The support and opposition campaigns of Maine Question 1, which voters will decide on Nov. 2, 2021, have raised a combined total of $71.82 million in contributions through Sept. 30. The next deadline to report contributions and expenditures is Oct. 22.
Maine Question 1 would prohibit the construction of electric transmission lines defined as high-impact in the Upper Kennebec Region, including the New England Clean Energy Connect (NECEC). The citizen-initiated ballot measure would also require a two-thirds vote of each state legislative chamber to approve high-impact electric transmission line projects.
Question 1 was designed to stop the NECEC, a 145-mile long, high-voltage transmission line project that would transmit around 1,200 megawatts from hydroelectric plants in Quebec to electric utilities in Massachusetts and Maine. Construction of the NECEC began after the project received a presidential permit on Jan. 15, 2021. The ballot initiative would prohibit the construction of high-impact electric transmission lines in the Upper Kennebec Region, retroactive to Sept. 16, 2020, thus prohibiting Segment 1 of the NECEC.

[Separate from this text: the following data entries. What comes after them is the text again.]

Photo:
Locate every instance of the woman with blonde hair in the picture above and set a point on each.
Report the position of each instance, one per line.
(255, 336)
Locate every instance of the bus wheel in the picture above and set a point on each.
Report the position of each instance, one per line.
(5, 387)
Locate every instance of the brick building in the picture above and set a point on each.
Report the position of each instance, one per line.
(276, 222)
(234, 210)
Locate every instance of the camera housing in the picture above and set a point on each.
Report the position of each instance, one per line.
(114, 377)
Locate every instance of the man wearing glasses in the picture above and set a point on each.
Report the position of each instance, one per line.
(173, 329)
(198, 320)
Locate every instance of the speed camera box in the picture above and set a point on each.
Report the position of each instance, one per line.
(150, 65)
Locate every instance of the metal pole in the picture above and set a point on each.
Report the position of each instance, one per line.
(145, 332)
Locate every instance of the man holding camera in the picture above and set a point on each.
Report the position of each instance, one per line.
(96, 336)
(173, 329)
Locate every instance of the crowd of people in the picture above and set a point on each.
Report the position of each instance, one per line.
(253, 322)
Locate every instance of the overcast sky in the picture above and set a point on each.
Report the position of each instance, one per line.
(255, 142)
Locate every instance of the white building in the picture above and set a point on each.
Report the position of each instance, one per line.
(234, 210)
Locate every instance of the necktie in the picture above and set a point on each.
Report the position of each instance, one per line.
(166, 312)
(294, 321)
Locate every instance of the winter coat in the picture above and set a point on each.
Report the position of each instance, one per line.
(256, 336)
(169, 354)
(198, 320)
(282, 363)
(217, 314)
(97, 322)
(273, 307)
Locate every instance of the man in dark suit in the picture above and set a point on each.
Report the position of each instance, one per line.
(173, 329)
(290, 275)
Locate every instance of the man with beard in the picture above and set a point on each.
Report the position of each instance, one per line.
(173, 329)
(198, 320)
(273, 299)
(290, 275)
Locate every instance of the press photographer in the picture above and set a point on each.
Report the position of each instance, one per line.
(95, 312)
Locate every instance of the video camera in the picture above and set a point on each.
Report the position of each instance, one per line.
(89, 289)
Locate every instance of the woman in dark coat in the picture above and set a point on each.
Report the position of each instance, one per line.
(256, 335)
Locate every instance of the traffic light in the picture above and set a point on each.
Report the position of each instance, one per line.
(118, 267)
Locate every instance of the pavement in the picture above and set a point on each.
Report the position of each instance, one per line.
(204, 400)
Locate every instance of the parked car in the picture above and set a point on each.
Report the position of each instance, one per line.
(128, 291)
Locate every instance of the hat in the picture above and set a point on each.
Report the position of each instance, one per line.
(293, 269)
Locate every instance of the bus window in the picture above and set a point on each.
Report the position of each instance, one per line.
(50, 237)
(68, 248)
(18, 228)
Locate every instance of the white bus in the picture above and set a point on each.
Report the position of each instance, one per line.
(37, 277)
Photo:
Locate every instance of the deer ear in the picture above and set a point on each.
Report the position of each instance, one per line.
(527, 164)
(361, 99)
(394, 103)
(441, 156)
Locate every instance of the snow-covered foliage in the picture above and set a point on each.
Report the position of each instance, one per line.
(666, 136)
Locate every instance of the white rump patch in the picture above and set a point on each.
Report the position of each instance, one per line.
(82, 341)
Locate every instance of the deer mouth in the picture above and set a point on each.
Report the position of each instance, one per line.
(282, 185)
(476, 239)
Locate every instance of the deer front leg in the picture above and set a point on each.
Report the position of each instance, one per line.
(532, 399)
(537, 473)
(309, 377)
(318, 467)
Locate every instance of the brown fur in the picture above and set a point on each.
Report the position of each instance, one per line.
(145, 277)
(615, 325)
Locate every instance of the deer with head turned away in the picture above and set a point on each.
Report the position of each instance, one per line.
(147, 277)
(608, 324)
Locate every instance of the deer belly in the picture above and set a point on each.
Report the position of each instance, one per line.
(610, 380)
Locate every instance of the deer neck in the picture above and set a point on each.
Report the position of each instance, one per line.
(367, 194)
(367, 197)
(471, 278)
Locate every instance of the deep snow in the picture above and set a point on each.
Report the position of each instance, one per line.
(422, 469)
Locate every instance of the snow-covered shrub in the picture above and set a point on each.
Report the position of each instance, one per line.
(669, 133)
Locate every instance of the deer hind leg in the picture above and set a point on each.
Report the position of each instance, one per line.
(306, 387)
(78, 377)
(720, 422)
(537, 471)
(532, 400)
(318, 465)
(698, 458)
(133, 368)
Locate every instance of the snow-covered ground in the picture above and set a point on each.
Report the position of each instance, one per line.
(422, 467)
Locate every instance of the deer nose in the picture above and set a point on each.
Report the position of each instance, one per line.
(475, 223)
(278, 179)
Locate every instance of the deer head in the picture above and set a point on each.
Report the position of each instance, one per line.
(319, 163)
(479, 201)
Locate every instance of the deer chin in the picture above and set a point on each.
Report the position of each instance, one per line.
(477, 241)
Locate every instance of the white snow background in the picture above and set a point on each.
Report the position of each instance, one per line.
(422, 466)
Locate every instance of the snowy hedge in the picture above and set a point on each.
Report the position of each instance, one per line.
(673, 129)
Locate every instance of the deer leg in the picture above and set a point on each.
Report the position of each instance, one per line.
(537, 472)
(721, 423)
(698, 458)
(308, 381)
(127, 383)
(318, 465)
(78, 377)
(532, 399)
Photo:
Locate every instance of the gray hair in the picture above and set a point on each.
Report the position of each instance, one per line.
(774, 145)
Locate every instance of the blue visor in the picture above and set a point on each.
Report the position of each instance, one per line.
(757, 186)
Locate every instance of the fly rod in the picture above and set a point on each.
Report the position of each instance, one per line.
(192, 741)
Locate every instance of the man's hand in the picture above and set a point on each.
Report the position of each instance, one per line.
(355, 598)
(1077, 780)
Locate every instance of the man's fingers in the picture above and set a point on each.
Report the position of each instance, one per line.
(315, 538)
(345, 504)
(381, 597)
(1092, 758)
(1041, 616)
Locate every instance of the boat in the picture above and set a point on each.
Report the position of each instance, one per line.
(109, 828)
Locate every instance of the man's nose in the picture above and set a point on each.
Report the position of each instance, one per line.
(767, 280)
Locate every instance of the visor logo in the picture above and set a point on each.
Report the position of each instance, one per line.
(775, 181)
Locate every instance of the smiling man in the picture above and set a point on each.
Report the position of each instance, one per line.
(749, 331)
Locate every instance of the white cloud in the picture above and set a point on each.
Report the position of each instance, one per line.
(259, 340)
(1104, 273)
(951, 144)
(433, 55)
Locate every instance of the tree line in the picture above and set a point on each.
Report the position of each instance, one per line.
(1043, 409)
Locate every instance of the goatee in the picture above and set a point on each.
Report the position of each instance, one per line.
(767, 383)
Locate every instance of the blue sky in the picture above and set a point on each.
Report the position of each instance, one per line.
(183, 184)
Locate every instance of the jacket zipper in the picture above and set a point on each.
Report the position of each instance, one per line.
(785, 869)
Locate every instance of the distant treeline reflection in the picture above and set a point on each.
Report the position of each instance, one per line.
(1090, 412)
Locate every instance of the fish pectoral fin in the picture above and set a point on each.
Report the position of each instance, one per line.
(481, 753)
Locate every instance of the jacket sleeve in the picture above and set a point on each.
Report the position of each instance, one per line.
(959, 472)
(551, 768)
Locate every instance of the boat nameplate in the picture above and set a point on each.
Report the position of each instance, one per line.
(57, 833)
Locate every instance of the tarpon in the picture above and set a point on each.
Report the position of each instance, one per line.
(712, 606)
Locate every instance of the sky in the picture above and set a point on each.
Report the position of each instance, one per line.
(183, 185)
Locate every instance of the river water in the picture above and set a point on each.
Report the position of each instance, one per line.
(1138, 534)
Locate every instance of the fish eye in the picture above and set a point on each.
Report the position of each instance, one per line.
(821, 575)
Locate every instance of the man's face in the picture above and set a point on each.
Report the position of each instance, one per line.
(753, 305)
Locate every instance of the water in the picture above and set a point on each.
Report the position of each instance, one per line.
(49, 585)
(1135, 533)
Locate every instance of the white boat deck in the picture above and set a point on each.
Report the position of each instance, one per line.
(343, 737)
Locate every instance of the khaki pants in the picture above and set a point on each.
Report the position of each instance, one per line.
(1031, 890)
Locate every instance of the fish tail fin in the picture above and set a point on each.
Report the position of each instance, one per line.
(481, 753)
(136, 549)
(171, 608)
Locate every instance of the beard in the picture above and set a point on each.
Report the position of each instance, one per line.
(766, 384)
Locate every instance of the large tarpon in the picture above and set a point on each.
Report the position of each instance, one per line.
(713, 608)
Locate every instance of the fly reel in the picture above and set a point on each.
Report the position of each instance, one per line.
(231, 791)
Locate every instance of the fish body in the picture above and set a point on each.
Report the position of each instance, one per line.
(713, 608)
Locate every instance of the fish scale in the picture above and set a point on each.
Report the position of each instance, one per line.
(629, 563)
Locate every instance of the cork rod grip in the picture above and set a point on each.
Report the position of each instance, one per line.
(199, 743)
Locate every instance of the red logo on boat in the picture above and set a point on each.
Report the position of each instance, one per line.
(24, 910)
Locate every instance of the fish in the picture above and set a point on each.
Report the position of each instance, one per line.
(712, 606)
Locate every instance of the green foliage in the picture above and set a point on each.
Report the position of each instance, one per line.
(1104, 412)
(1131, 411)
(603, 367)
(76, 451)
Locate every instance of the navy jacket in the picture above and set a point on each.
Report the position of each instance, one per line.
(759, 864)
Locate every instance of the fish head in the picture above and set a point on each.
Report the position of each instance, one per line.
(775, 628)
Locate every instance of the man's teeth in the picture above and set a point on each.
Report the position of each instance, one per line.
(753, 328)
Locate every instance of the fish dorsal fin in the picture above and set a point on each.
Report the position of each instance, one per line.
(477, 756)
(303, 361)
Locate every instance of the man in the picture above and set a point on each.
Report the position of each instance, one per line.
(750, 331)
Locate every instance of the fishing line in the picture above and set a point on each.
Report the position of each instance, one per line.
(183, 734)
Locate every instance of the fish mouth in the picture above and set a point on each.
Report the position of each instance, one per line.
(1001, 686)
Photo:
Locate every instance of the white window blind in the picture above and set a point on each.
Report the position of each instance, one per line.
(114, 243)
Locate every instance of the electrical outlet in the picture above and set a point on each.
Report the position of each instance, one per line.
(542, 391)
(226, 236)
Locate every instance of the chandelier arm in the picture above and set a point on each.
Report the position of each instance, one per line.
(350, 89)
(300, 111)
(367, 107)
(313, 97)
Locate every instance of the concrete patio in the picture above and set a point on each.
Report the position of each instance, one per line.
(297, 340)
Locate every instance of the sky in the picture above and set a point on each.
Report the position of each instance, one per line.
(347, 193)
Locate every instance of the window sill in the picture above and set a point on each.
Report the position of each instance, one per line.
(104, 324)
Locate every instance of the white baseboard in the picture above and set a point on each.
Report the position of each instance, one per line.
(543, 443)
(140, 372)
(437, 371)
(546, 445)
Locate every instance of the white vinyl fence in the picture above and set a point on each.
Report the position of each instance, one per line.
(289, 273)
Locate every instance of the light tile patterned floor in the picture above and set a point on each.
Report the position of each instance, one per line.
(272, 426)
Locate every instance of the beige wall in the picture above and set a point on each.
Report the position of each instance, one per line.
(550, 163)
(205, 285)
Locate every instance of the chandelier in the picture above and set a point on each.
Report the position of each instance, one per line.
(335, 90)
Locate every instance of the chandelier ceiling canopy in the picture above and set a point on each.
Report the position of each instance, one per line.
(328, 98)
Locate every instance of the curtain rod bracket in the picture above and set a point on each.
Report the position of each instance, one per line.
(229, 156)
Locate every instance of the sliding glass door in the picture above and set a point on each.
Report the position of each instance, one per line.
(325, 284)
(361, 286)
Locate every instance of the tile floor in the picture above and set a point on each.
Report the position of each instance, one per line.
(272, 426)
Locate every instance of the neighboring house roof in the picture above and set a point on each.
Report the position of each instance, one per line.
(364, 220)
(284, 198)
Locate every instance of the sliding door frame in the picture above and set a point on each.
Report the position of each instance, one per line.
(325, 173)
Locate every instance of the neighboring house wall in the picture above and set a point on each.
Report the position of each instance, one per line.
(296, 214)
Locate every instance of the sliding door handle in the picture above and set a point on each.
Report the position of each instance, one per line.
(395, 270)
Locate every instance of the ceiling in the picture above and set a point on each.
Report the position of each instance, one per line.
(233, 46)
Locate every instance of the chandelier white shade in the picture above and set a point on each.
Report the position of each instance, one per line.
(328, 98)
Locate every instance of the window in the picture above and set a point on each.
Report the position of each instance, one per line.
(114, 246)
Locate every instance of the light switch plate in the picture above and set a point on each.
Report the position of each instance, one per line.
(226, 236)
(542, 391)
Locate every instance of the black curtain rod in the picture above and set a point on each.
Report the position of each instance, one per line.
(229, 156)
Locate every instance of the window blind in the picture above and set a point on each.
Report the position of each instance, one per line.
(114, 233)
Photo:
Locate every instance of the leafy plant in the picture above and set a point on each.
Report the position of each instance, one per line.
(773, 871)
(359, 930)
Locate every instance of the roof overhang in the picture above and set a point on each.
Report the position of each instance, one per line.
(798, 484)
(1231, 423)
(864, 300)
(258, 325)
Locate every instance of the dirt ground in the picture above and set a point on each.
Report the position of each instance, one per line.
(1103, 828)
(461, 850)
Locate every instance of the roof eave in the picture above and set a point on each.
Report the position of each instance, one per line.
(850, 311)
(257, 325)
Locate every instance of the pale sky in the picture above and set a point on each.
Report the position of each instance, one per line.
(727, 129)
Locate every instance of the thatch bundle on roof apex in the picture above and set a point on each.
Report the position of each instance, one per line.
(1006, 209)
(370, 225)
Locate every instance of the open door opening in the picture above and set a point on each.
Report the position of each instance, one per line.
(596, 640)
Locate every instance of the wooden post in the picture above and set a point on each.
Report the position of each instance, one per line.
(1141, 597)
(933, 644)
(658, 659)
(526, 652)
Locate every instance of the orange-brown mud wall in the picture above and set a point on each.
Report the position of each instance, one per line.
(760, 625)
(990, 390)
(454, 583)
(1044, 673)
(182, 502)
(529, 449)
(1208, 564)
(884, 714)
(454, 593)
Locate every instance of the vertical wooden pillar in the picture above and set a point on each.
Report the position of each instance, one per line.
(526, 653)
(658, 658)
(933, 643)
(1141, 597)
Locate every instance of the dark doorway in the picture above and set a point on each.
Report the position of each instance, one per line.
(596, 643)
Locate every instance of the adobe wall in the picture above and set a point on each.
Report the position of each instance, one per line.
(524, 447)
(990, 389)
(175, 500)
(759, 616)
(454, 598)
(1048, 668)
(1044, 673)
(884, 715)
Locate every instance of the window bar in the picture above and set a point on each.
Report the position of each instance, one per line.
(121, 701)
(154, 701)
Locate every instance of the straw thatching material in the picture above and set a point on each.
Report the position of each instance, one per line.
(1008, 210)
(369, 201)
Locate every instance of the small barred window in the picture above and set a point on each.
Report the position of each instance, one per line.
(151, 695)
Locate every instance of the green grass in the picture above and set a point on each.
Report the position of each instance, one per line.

No CMP Corridor is leading the campaign in support of Question 1. The PAC Mainers for Local Power is also registered to support the ballot initiative. Together, the PACs had raised $16.64 million, including
- $13.67 million from NextEra Energy Resources, LLC, which owns a natural gas-fired plant in Cumberland, Maine, and six solar fields or projects in southern and central Maine;
- $1.41 million from Vistra Energy Corp., which owns a natural gas-fired plant in Veazie, Maine; and
- $1.25 million from Calpine Corp., which owns a natural gas-fired plant in Westbrook, Maine.
The PACs Clean Energy Matters, Hydro-Québec Maine Partnership, Vote No to Protect Maine, and Mainers for Fair Laws are registered to oppose the ballot initiative. Together, the PACs had raised $55.18 million, including
- $39.28 million from Central Maine Power (CMP), NECEC Transmission LLC, and the companies’ parent firm Avangrid; and
- $13.53 million from H.Q. Energy Services (U.S.) Inc., which is a subsidiary of Hydro-Québec.
Based on the 2020 Census, the state’s population is 1.36 million. With $71.82 million in contributions, an equivalent of $52.71 had been raised per state resident. According to the Bangor Daily News, Question 1 is the second most expensive political election in Maine history, only following the 2020 U.S. Senate race.
Maine Question 1 is the most expensive ballot measure of 2021 thus far. The second most expensive is Colorado Proposition 119, for which supporters and opponents have raised $1.36 million in contributions.